Noting that the consolidation is not a return to the previous state, Check Point added that the emerging dominant groups are more technically capable, more geographically diversified, and more resilient to disruption than their predecessors. “At the same time, the economic foundations of ransomware are showing signs of stress. Payment rates have fallen to historic lows. Mass data-theft campaigns are generating diminishing returns. The gap between the growing number of DLS-posted victims (2,122 in Q1 2026) and the declining monetization per victim may accelerate the current consolidation squeezing out operators who cannot achieve sufficient scale or sophistication to remain profitable.”

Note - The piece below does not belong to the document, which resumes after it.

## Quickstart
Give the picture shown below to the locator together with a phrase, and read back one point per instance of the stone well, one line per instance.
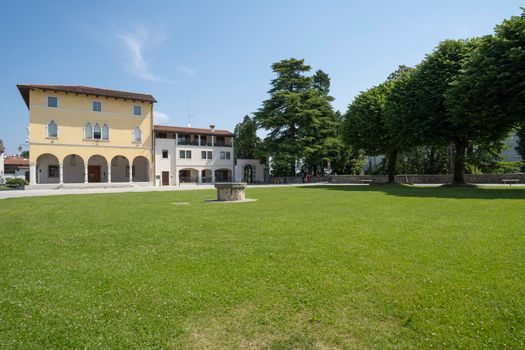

Last week, BlackFog reported that ransomware activity remained structurally elevated, with attacks continuing to operate at high volume while expanding their data-centric focus across both disclosed and undisclosed incidents. The analysis highlights that threat actors are increasingly prioritising data theft and extortion over traditional encryption-only disruption, reflecting a broader shift in how ransomware operations monetise compromise. It also underscores that incidents continue to span multiple sectors and geographies, reinforcing that ransomware is no longer episodic but persistent, industrialised, and embedded across the global threat landscape.